Figure 2: A Deep Trekker ROV Tracking its Position and Mission Path

These advanced positioning systems are also being developed into methods of performing autonomous surveys without user input. This would streamline any repeated survey of a fixed structure, since the route would be pre programmed and repeatable, with active yaw stabilization to combat unpredictable current patterns. Additionally, beginner pilots could use these functions to lessen any learning curve, since human interaction would be reduced.

Relying on case studies within the sustainable energy industry, this paper aims to provide real world examples of how emerging ROV technologies can greatly improve underwater asset modeling. While these samples showcase what is currently possible, future applications will also be covered to open up discussions of the possibilities within these remote technologies.

Submerged 2D and 3D Modeling with ROVs

Submerged 2D Modeling

2D models have been used for a variety of applications for centuries. Dating back as early as the 9th century, two dimensional diagrams are integral for urban planning, product design, construction, asset monitoring, and more. Working in just two dimensions results in the absence of depth, however in many instances, this visualization offers little or no benefit. In these cases, 2D models provide all the relevant information in a more digestible format, in a much more cost effective and simpler method. The most common application of this visualization style is to describe basic site layouts to plan maintenance or construction.

Submerged 3D Modeling

In a survey application where understanding all three dimensions are critical to the project, operators may consider building a 3D model. This is an objectively more complex process, since much more relative data is to be collected and compiled to add depth, however, the end result is a more detailed understanding of precise objects or structures. Typically, these types of underwater models are used within benthic sea floor mapping, dam/bridge/tunnel inspections, surveying canals and channels, or assessing offshore energy structures such as oil rigs, FPSOs, or pipelines. DESCRIPTION HERE

Figure 3: Infographic Comparing 2D vs. 3D Modeling

Methods of Modeling of Underwater Structures

Sonar

Imaging sonar is an effective tool for producing 2D models, and is unique in that they are the only method that isn’t affected by water clarity. Utilizing a transmitter and receiver, an imaging sonar can interpret the size and shape of underwater objects in zero-visibility conditions using acoustic pulses. To measure distance to an object, the return time of these pulses is calculated into a range using the known speed of sound.

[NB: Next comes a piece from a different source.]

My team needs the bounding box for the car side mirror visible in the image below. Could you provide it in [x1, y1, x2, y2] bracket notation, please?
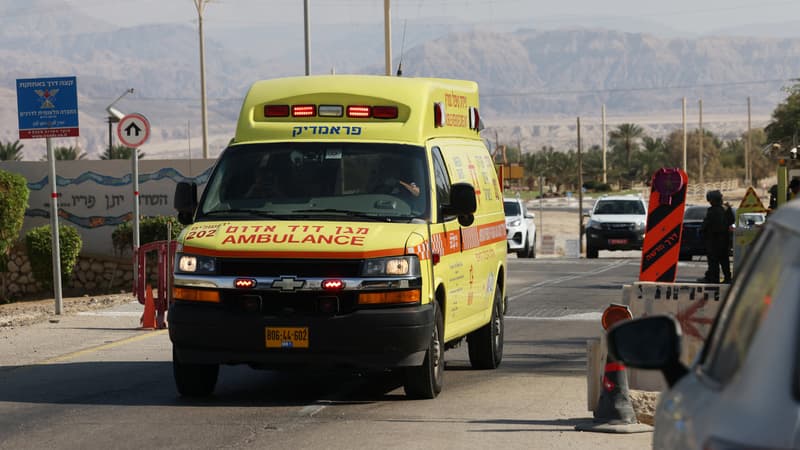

Using a multibeam high-frequency (3.0MHz) imaging sonar mounted to an ROV, operators can receive highly accurate imagery within ranges under 20 meters. With incorporated grid lines to provide distance measurements, stills taken during sonar readings can act as a 2D model and be used to analyze objects like ship hulls, hydro dams, pump stations, piers, moorings, or pipelines for abnormalities or damage.

Figure 4: Exported Oculus Sonar Feed from a Deep Trekker ROV Mounted Unit

Sonar Model Example: Fulcrum and IQUA Robotics

In late 2022, IQUA and Fulcrum Robotics co-worked on a project where construction was taking place over top of a heritage water tunnel. They were asked to conduct an optical and sonar survey of the tunnel to provide an accurate map of the tunnel in relation to the proposed new structure. This was challenging as the site was extremely dangerous to access via divers. It is located 10 meters vertically below the surface, runs for 60 meters, and has minimum widths of 0.88 meters (just over one foot). The only way to access this tunnel for inspection was via a remote solution.x

The Equipment Used

The solution was to use Deep Trekker’s REVOLUTION ROV equipped with a Blueprint Subsea Oculus M3000d Sonar. This unit was small enough to comfortably fit within the confines of the tunnel, and offered enough stability to accurately position the imaging sonar. Over a three day period, operators were able to safely and effectively record sonar feeds and a visual inspection using the main camera module of the entire 60 meter tunnel.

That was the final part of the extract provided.